Dr Zahid Hussain, former lead economist at the World Bank’s Dhaka office, highlighted the economic distress caused by inflation.

“In times of inflation, many people are under immense stress. Over the past six months, political unrest has further strained all sectors of the economy, forcing many to withdraw their savings to sustain their livelihoods,” he said.

Since October, customers have been cashing in previously purchased savings certificates instead of buying new ones. In October alone, net sales fell by Tk3,225 crore.

The trend continued in November and December, with net investments at negative Tk3,430 crore and negative Tk2,204 crore, respectively.

Interestingly, the first three months of FY2024-25 witnessed an unusual surge in savings certificate sales. Net sales stood at Tk2,188 crore in July, Tk2,036 crore in August, and Tk4,109 crore in September—nearly the combined total of the previous two months.

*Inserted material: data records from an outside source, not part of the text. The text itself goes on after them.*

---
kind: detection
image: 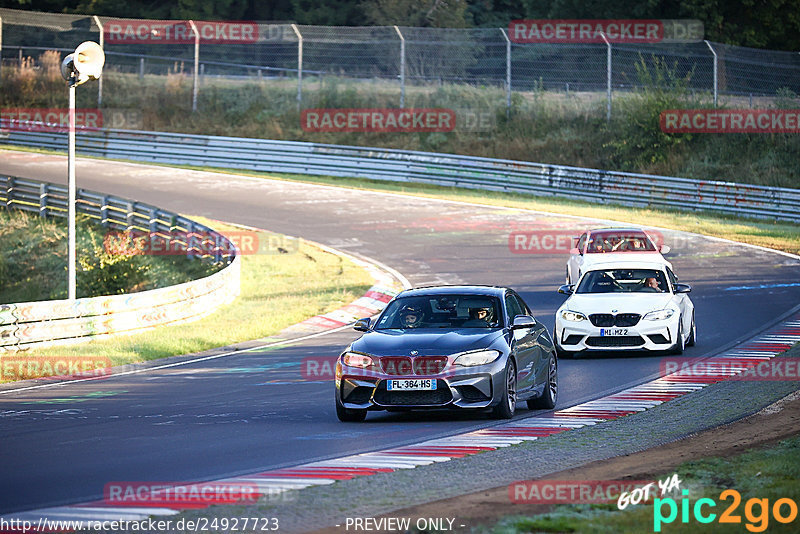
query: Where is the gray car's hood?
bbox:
[351,328,505,356]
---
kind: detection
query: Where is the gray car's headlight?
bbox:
[560,310,587,322]
[453,349,501,367]
[643,309,675,321]
[342,351,374,368]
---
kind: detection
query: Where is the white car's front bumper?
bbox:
[555,315,679,352]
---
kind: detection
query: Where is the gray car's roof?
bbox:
[396,285,508,298]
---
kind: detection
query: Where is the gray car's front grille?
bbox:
[380,356,448,376]
[589,313,641,327]
[373,380,452,406]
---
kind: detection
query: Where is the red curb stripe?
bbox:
[379,450,475,458]
[264,467,393,475]
[339,304,380,317]
[301,316,347,328]
[479,427,567,437]
[393,446,495,453]
[364,291,393,303]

The net sale of savings certificates represents the amount remaining after paying interest and principal on previously sold certificates.

Economists consider this a form of government borrowing, reflecting the state’s financial reliance on public savings.

For FY25, the government’s net borrowing target from savings instruments is set at Tk15,400 crore, down from Tk18,000 crore in the previous fiscal year.

However, in FY24, the net investment was negative at Tk21,124 crore, meaning the government did not borrow any amount from this sector. Consequently, the borrowing target has been reduced for FY25.

By regulation, after covering interest and principal payments on previous savings bonds, the remaining amount—net sales—is deposited into the government treasury for use in various projects.

To counteract declining sales, the government has raised interest rates on all types of savings certificates effective from January.

Additionally, the Ministry of Finance now considers savings certificates a tool for addressing budget deficits and reducing dependence on bank loans.

As part of this strategy, the government is encouraging investment in savings certificates.

Under the revised rules, the interest rate on the five-year Bangladesh Savings Certificate is now 12.4% for investments up to Tk7.5 lakh and 12.37% for amounts exceeding that threshold.

For the three-monthly profit-bearing Sanchayapatra, the interest rate ranges from 12.3% to 12.25%, while the Family Savings Instrument offers rates between 12.5% and 12.37%. Pensioners’ savings schemes now have interest rates ranging from 12.55% to 12.37%.

Meanwhile, banks are currently offering interest rates of 9% to 11% on fixed deposits, with some liquidity-strapped banks going as high as 13%.

In comparison, savings bonds now offer rates between 11% and 11.5%. This shift marks a significant decline in the advantage savings bonds once had over bank deposits and treasury instruments.